Berita

Berharap Masukan Serikat Pekerja Diadopsi dalam RUU Cipta Kerja

Serikat buruh meminta pemerintah membentuk tim teknis secara tripartit yaitu unsur buruh, kadin, dan pemerintah Andi dan pembahasan dilakukan secara intens dan detail agar masukan buruh dalam RUU Cipta Kerja terpenuhi.
Oleh:
Ady Thea DA
Bacaan 2 Menit
Ilustrasi pembahasan RUU. Hol
Ilustrasi pembahasan RUU. Hol

Masih mewabahnya pandemi Coronavirus Disease (Covid-19) tak menyurutkan langkah pemerintah dan DPR untuk terus melanjutkan pembahasan RUU Cipta Kerja. Pemerintah dan DPR berupaya meminta masukan berbagai pemangku kepentingan atas draf RUU Cipta Kerja termasuk kalangan serikat buruh.

Menkopolhukam Mahfud MD, beberapa kali mengadakan pertemuan dengan serikat buruh, yang terakhir pada Rabu (10/6/2020) kemarin.
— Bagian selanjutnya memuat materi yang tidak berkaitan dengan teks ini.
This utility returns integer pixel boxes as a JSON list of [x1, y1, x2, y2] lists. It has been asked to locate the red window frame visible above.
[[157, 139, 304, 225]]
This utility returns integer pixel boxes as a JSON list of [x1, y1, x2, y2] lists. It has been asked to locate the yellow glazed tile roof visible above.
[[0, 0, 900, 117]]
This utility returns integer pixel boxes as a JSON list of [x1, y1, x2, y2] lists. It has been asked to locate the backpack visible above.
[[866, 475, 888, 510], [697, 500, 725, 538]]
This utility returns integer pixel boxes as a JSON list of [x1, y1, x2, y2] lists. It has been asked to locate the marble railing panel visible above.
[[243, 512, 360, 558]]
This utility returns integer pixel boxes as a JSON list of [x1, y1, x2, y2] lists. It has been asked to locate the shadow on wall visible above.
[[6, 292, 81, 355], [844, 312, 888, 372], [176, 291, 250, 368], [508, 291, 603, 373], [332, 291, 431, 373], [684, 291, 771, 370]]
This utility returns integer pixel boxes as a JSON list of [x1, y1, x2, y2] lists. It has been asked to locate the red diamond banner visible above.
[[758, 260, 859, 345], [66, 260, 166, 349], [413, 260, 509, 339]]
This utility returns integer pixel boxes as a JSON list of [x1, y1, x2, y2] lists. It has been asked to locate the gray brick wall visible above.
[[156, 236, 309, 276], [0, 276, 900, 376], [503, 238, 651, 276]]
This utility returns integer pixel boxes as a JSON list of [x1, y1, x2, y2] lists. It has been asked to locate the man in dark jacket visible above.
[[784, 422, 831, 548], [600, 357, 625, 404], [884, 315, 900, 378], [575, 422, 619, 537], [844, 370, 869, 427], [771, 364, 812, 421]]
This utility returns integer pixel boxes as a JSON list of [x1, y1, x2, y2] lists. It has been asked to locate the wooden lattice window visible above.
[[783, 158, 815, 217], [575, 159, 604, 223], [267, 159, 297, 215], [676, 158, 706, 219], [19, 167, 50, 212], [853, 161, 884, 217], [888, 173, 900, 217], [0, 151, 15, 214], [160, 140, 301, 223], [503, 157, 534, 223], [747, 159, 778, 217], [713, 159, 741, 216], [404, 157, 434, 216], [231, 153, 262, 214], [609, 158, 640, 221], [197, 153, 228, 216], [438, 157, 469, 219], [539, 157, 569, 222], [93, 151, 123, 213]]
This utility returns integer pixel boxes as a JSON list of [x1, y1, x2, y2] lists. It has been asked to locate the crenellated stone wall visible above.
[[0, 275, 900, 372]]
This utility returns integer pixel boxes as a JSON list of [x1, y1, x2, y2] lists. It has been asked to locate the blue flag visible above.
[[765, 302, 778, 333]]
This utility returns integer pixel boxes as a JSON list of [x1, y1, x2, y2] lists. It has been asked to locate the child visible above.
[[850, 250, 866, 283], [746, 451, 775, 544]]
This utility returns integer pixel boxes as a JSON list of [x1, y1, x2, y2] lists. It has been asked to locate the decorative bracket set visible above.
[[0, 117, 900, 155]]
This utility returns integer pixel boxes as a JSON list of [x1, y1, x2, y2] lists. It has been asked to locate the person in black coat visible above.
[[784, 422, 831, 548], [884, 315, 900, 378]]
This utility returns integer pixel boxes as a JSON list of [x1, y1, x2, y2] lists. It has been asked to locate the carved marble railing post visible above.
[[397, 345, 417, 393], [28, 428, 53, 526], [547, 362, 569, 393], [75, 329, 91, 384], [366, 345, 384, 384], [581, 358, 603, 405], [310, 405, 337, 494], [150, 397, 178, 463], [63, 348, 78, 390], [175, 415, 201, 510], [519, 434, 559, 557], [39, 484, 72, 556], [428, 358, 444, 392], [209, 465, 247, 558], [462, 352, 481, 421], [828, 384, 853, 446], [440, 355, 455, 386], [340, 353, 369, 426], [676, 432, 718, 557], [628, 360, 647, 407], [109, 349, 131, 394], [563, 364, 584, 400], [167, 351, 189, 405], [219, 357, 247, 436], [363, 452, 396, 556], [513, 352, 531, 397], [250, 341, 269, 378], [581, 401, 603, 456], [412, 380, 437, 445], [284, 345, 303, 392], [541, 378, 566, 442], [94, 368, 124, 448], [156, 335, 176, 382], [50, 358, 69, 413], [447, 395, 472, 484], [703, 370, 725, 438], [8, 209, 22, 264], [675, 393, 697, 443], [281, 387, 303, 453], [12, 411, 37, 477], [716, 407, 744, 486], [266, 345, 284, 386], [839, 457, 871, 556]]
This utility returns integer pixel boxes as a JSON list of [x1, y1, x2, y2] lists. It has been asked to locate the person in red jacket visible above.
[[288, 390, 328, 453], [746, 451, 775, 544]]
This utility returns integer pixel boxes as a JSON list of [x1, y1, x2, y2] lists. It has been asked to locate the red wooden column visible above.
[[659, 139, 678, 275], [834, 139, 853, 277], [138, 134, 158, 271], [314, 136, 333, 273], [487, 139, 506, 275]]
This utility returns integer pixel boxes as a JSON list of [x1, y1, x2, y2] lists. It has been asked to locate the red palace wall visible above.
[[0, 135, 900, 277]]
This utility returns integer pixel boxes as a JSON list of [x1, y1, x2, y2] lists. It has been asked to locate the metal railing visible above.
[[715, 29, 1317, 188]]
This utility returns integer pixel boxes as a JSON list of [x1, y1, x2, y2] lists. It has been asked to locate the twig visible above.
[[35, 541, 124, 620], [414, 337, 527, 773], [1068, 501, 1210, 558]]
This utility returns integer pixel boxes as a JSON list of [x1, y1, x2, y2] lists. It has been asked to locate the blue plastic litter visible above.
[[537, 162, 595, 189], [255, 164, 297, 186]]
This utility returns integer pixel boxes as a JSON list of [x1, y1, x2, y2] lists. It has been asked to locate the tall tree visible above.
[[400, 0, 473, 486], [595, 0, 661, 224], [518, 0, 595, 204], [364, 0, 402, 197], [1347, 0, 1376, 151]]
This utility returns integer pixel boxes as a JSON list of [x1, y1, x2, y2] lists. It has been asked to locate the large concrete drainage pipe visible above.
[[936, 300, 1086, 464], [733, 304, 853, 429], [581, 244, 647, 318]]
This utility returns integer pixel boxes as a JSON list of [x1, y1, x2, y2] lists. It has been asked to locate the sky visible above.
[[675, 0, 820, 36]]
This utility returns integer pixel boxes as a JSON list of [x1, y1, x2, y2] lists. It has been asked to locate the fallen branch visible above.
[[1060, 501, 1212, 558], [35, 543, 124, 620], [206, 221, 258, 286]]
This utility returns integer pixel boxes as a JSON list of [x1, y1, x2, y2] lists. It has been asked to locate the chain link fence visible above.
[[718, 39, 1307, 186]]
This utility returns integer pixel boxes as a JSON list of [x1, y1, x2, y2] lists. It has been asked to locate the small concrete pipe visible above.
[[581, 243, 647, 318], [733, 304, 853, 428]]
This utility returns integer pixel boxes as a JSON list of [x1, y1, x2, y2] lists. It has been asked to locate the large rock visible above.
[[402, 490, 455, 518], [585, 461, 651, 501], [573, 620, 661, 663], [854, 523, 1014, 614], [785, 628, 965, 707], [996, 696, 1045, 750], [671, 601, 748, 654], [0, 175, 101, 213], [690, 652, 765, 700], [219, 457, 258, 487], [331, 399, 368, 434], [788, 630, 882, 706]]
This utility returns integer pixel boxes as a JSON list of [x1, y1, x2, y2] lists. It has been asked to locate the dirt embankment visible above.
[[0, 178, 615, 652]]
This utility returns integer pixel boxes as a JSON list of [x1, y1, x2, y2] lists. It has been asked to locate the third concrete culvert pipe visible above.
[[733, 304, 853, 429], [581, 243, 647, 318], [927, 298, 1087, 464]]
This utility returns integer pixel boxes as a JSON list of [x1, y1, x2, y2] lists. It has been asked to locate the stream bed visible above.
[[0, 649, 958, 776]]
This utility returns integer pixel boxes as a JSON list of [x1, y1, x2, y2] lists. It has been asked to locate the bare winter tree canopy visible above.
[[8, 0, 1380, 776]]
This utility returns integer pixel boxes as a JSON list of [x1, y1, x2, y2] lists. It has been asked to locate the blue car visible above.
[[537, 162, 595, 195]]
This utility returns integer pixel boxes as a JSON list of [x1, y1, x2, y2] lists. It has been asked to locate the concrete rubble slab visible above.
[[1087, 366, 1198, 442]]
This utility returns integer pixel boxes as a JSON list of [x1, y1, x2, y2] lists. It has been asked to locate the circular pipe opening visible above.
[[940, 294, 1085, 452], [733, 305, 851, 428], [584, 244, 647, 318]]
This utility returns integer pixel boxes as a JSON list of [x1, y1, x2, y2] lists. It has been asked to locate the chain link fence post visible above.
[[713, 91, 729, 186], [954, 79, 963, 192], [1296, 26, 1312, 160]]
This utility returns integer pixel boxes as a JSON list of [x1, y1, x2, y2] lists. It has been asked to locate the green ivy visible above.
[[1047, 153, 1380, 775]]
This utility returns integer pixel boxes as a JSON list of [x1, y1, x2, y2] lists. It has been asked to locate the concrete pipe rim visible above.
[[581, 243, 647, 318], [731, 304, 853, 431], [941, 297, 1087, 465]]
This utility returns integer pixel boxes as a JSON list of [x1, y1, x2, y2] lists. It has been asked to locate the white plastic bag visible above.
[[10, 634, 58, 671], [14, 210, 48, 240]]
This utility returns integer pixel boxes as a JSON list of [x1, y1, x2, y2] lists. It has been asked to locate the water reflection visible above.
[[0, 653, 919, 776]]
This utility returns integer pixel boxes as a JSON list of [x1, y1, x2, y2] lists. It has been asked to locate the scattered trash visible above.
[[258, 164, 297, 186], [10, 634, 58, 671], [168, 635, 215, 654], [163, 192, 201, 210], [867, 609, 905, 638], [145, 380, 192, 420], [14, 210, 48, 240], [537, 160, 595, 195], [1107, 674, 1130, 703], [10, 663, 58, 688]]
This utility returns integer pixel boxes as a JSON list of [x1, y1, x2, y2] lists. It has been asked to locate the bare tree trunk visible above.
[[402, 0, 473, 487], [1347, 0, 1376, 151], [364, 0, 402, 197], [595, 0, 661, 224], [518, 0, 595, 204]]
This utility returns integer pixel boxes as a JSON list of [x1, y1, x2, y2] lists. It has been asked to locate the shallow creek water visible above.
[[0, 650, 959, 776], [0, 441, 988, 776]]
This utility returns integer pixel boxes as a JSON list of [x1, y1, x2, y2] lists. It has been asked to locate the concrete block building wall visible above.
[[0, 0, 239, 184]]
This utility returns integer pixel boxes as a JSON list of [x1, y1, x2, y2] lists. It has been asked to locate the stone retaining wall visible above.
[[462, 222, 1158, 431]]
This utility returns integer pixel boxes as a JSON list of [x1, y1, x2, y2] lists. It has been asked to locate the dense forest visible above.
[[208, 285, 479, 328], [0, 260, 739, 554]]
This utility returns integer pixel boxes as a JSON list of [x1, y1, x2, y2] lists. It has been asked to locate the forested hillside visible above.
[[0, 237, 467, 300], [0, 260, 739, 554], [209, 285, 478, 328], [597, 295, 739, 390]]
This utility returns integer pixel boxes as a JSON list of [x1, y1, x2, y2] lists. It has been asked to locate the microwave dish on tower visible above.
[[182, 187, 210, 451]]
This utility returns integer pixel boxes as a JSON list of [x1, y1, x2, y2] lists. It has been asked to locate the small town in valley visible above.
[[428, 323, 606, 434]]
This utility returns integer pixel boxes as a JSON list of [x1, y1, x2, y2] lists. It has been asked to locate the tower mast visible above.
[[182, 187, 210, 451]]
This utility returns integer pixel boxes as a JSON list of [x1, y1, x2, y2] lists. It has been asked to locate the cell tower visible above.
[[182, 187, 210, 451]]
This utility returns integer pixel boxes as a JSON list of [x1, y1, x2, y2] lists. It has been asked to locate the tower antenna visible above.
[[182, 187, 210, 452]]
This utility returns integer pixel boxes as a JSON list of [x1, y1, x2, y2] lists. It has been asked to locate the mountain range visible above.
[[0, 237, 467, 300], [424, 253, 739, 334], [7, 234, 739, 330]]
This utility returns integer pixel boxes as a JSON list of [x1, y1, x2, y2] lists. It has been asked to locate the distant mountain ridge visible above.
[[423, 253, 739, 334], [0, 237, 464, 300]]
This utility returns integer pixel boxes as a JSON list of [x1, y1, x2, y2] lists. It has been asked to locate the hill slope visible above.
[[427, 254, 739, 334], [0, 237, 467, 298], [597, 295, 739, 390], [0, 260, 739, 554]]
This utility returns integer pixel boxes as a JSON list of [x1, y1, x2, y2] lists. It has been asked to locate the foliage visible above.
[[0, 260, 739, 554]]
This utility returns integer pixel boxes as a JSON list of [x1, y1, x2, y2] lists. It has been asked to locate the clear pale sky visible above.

Dalam pertemuan itu, pihak pemerintah yang hadir antara lain Menkopolhukam, Menko Perekonomian Airlangga Hartarto, Menteri Sekretaris Negara Pratikno, Menteri Ketenagakerjaan Ida Fauziyah, dan Kepala KSP Moeldoko.

Mahfud mengatakan pertemuan ini dilakukan dalam rangka bertukar pikiran mengenai omnibus law ketenagakerjaan. “Dengan keyakinan bahwa dengan pikiran yang sama untuk dapat meningkatkan martabat dan kesejahteraan tenaga kerja,” kata Mahfud sebagaimana dilansir polkam.go.id, Rabu (10/6/2020).

Menurut Mahfud, masukan yang disampaikan serikat buruh patut diapresiasi. Sedikitnya ada 9 serikat buruh yang diundang antara lain KSPI, KSPSI, dan KSBSI. (Baca Juga: Alasan Walhi Tolak Hadir RDPU RUU Cipta Kerja)

Menko Perekonomian Airlangga Hartarto mengatakan tujuan dan ide dasar omnibus law RUU Cipta Kerja yakni dukungan bagi dunia usaha dan UMKM dalam peningkatan investasi yang mendukung penciptaan lapangan kerja. “Penting bagi kita semua yakni pemerintah, serikat pekerja, dan dunia usaha untuk bekerja sama agar mampu membangun dunia usaha dan dunia kerja yang sehat dan mampu menghadapi tantangan, khususnya pasca pandemi covid 19,” ujarnya.

Presiden KSPSI Andi Gani Nena Wea mengatakan organisasi buruh mengapresiasi inisiatif pemerintah untuk berdialog dengan para organisasi serikat pekerja/buruh. Andi berharap pembahasan dilakukan secara intens dan detail agar masukan buruh dalam RUU Cipta Kerja dapat terpenuhi.

Dia juga mengusulkan pemerintah untuk membentuk tim teknis yang terdiri dari pemerintah, kadin (pengusaha), dan serikat buruh. Tim itu yang akan membahas masalah ketenagakerjaan dan membentuk kesepakatan bersama untuk dimasukan dalam RUU Cipta Kerja.